The proposed regs would also contain an anti-stuffing rule under which property wouldn't be considered Code Sec. 367(a) property if the U.S. transferor acquires the property in connection with the Code Sec. 361 exchange with a principle purpose of affecting the determination under the proposed regs (for example, inside gain and inside basis).

Coordination rule exception. The proposed regs under Code Sec. 367(a) would incorporate the regs described in Notice 2008-10, 2008-3 IRB 277, to thwart transactions intended to use the coordination rule exception inappropriately to repatriate earnings and profits of foreign corporations without the recognition of gain or a dividend inclusion. Certain outbound reorganizations followed by transfers to controlled corporations and certain successive transfers of property to which Code Sec. 351 apply constitute indirect stock transfers; in an indirect stock transfer in which a domestic corporation transfers property to a foreign corporation, the general coordination rule provides that Code Sec. 367(a) and Code Sec. 367(d) apply to the transfer of assets before application of the indirect stock transfer rules of Reg § 1.367(a)-3(d). The proposed regs incorporate, with modifications, the clarifications to the conditions for the application of Notice 2008-10's coordination rule exception.

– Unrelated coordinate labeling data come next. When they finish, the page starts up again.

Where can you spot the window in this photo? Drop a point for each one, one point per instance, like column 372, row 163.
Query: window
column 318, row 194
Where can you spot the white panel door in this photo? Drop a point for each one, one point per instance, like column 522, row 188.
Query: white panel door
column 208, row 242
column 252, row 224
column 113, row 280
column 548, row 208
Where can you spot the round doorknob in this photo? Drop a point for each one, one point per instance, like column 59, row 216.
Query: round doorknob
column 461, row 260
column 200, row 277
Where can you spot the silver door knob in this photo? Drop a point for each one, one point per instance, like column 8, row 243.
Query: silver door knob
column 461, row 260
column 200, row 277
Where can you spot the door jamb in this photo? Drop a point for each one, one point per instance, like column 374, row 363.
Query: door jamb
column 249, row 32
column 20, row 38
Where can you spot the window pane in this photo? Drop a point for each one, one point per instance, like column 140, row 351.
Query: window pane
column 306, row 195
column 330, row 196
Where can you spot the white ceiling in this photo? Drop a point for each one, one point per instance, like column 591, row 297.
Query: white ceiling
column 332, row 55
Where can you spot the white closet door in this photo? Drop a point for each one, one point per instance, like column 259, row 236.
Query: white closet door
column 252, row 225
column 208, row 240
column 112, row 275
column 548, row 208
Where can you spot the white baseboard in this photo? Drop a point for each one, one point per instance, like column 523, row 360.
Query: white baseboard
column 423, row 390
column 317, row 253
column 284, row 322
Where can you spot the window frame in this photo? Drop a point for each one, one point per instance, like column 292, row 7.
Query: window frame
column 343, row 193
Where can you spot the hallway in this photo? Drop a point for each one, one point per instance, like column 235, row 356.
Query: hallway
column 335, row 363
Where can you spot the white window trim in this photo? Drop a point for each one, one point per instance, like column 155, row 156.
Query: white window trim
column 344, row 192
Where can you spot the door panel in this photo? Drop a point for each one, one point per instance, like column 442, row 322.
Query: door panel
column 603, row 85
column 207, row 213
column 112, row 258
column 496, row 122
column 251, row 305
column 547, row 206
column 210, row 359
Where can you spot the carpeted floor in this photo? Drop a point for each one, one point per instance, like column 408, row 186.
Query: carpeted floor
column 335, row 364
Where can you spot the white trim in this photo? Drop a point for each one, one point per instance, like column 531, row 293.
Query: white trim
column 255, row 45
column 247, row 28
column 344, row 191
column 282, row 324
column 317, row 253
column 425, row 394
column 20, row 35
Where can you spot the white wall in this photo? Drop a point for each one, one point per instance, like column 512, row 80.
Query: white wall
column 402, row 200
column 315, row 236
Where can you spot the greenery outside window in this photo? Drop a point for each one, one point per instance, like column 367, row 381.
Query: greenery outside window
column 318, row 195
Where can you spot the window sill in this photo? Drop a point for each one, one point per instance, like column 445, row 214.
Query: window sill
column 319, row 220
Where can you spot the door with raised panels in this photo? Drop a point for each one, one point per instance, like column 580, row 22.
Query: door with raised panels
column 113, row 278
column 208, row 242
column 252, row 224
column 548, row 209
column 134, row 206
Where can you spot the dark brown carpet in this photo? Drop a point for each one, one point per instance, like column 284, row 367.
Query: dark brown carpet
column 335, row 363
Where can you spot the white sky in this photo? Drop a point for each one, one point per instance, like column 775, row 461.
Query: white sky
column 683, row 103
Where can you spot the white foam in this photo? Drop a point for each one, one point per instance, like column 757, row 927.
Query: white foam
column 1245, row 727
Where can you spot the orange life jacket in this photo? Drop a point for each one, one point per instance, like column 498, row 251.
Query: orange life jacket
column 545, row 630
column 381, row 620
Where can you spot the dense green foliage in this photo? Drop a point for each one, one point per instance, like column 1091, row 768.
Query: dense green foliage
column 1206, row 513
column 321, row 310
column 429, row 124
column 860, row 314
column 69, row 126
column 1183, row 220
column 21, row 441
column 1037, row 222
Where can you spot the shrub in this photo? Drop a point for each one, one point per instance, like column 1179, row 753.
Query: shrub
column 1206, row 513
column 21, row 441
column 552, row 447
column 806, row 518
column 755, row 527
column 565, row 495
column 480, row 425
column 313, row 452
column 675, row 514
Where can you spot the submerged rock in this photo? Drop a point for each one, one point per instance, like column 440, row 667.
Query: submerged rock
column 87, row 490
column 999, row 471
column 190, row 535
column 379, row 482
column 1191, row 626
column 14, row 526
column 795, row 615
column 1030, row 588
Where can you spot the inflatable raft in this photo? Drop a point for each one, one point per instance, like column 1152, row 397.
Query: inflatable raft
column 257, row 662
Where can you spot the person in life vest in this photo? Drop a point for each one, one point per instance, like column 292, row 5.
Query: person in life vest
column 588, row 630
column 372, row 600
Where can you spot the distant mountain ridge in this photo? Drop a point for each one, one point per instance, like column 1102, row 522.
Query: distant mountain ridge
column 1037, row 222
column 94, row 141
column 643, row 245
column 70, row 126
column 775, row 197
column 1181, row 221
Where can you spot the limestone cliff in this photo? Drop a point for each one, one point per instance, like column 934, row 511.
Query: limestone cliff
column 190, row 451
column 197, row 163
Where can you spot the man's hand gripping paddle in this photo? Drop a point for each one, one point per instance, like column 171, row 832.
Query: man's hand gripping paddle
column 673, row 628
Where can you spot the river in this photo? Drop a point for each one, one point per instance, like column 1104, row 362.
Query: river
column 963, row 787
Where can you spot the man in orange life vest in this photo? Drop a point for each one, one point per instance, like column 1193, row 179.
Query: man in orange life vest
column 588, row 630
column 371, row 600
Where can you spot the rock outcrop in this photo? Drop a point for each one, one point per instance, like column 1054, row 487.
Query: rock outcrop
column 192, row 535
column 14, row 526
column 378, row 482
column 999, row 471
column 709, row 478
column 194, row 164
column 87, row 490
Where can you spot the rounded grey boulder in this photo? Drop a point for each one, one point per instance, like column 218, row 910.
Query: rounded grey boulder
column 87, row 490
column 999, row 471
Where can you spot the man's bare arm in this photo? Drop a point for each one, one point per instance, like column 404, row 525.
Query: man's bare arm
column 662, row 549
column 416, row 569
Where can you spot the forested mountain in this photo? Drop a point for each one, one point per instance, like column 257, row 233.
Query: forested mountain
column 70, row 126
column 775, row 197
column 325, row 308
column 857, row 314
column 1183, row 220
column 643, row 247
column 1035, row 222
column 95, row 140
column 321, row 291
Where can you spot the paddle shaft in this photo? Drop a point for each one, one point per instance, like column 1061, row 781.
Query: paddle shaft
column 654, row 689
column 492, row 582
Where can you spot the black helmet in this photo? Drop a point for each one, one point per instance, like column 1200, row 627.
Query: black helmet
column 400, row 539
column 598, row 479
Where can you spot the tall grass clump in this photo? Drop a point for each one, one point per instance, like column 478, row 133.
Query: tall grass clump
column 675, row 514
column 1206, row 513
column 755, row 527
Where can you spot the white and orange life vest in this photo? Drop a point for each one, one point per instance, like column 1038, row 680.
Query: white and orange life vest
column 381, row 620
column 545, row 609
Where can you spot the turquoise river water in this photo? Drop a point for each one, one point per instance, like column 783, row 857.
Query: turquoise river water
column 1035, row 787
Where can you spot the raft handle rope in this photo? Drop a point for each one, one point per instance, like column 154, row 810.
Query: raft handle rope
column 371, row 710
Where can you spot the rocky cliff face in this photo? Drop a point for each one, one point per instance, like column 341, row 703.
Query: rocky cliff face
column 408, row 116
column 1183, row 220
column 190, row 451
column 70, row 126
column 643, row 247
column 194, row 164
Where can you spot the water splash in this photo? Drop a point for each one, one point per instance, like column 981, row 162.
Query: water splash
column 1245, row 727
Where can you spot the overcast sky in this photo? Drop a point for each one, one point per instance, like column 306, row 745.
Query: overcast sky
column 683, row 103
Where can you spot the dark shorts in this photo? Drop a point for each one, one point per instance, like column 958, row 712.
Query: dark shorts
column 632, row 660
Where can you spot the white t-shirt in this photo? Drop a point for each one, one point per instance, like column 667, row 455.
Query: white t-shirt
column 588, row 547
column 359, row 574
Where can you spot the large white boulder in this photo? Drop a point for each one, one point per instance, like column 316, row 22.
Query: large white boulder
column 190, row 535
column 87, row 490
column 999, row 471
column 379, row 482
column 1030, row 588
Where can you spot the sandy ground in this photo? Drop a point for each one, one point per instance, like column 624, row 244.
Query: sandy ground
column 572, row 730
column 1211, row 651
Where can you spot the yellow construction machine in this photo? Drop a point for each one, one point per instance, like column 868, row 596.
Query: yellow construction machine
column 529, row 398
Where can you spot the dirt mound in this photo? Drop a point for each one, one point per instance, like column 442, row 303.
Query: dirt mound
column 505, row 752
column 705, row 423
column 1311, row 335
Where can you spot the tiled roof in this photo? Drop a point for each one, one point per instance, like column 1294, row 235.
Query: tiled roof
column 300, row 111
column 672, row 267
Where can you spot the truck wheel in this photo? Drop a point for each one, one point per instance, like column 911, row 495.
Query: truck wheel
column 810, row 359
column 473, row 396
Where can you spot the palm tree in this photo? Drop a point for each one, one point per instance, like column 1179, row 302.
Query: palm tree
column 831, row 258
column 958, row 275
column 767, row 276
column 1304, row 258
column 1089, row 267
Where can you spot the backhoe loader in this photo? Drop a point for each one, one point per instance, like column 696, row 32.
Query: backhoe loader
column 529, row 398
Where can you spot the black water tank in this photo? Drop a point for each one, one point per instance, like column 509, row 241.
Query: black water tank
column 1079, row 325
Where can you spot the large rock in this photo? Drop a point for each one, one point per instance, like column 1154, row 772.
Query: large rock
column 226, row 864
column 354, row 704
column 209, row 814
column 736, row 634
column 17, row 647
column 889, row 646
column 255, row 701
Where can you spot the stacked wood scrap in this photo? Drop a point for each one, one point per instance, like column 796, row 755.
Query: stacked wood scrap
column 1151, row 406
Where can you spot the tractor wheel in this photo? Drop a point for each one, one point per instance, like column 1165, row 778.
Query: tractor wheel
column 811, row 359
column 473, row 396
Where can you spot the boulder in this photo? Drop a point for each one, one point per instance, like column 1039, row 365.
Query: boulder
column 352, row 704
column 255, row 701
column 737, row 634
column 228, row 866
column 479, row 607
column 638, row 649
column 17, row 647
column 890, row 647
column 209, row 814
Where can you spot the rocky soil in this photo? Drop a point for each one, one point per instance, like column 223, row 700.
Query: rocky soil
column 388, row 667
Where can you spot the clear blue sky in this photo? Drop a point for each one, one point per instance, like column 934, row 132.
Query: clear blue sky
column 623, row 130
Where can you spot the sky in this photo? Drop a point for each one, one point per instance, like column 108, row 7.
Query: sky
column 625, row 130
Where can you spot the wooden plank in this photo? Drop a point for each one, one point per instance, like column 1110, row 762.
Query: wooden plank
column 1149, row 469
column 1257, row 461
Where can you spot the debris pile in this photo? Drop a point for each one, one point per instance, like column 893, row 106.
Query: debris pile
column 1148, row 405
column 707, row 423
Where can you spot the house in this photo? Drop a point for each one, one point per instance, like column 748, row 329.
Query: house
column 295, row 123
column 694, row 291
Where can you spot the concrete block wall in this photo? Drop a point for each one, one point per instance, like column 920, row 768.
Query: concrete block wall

CFC proposed regs. The proposed regs under Code Sec. 1248(f) would include regs described in Notice 87-64, 1987-2 CB 375, in which IRS said that, in the case of Code Sec. 355 distributions of CFC stock, regs may limit the application of Code Sec. 1248(f)(1) to distributions in which the CFC is no longer a CFC after the distribution or in which one or more of the distributees are not U.S. shareholders of the CFC after the distribution. Notice 87-64 further stated that the regs would ensure that, subsequent to a Code Sec. 355 distribution of CFC stock that would not be subject to Code Sec. 1248(f)(1) under the regs, the amount of gain recognized from a disposition of the CFC stock that would be recharacterized as a dividend under Code Sec. 1248(a) would include the earnings and profits attributable to the CFC stock under Code Sec. 1248 as of the date of the Code Sec. 355 distribution. To achieve this result, the notice provided that the regs may require appropriate adjustments to the basis and holding period of the CFC stock received by one or more of the distributees.

The proposed regs under Code Sec. 1248(f) would provide that a domestic distributing corporation that is a section 1248 shareholder of a foreign corporation and that distributes stock of such foreign corporation in (1) a distribution to which Code Sec. 337 applies, or (2) a Code Sec. 355 distribution, other than stock received by the domestic distributing corporation in a Code Sec. 361 exchange, would generally include in income as a dividend the section 1248 amount attributable to the stock distributed. The rule in (2) would apply only to the extent the domestic distributing corporation doesn't otherwise recognize gain on the Code Sec. 355 distribution, in which case the gain recognized would be recharacterized as a dividend under Code Sec. 1248(a). The proposed regs would also provide that a domestic distributing corporation that is a section 1248 shareholder of a foreign distributed corporation and that distributes stock of the corporation received in a Code Sec. 361 exchange, in a Code Sec. 355 distribution or a distribution to which Code Sec. 361 applies would, notwithstanding any other provision of the Code, include in income as a dividend the Code Sec. 1248(f) amount attributable to the stock distributed. The Code Sec. 1248(f) amount would equal the aggregate amount that would be included in income as a dividend by the foreign distributed corporation under Code Sec. 964(e) if, immediately after the Code Sec. 361 exchange that preceded the Code Sec. 355 distribution or Code Sec. 361 distribution, the foreign distributed corporation sold the stock of each foreign corporation received in the Code Sec. 361 exchange. This rule would supplement the proposed regs under Code Sec. 367(b) which provide an exception to the general rule of Reg § 1.367(b)-4(b)(1)(i) in certain cases where stock of a foreign acquired corporation is transferred by a U.S. transferor in a Code Sec. 361 exchange. The proposed regs would also incorporate the statutory exception provided by Code Sec. 1248(f)(2) and provide elective exceptions for Code Sec. 355 and Code Sec. 361 distributions.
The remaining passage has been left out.